Homelessness is down in Kansas for the first time since 2008. But the previous six years of increased homelessness puts Kansas in the bottom third of states since 2007. While homelessness has fallen by almost 13 percent in the U.S. since 2007, it has increased in Kansas by 23 percent.
Fewer in shelters
The number and percentage of homeless in Sedgwick County without shelter has roughly doubled over the past eight years. About 100 homeless people, or 17 percent, lack shelter here.
The increase in homeless people without shelter is almost entirely single individuals, not families. The 150 homeless family members, which make up about a quarter of the homeless in Wichita, all have shelter, according to the study.
Sedgwick County is one of the best counties in the nation for providing shelter to homeless family members, according to the new data, but is getting worse when it comes to providing shelter to homeless individuals.

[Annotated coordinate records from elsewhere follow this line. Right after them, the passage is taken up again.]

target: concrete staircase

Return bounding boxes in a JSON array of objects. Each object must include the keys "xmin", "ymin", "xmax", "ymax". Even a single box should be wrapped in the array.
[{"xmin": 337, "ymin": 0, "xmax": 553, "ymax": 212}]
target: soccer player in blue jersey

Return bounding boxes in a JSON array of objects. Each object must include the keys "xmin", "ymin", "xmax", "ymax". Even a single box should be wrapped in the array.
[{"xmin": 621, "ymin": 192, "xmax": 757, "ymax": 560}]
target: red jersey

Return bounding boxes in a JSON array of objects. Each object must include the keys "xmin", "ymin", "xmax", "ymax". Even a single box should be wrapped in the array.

Some homeless people are without shelter temporarily, and others are chronically homeless; the government defines this as those who are homeless for more than a year, or four times in the past three years.
But in Wichita the numbers of both chronic and temporary homeless people without shelter have been going up since 2008.
Although there was a small dip in the homeless population in Sedgwick County this year, from 631 to 561, it remains at near the highest level it’s been since the recession of 2008. It’s the third-highest total since 2007.
The percentage of homeless veterans in Kansas who don’t have a place to sleep has been rising slowly. In 2007, only 4 percent lacked shelter, but that has risen to 11 percent.
But the percentage of homeless veterans in Wichita is even higher. An average of about one in four of Wichita’s approximately 60 homeless veterans have lacked shelter over the past five years.
Homelessness has increased 22 percent in Kansas since 2007, putting it in the bottom third of states over that time. It is moving in the opposite direction of homelessness nationally, which has fallen by 13 percent.
The rise in homelessness has occurred among both individuals and families.
The state hasn’t had the same problems recently with finding shelter for its homeless. The percentage of homeless people in Kansas without shelter has actually been falling a little since 2007.
But the total number of homeless without shelter is also up because the overall number of homeless people is up.
In the state as a whole, the number of temporarily homeless people without shelter has been falling, while the number of the chronically homeless has been rising.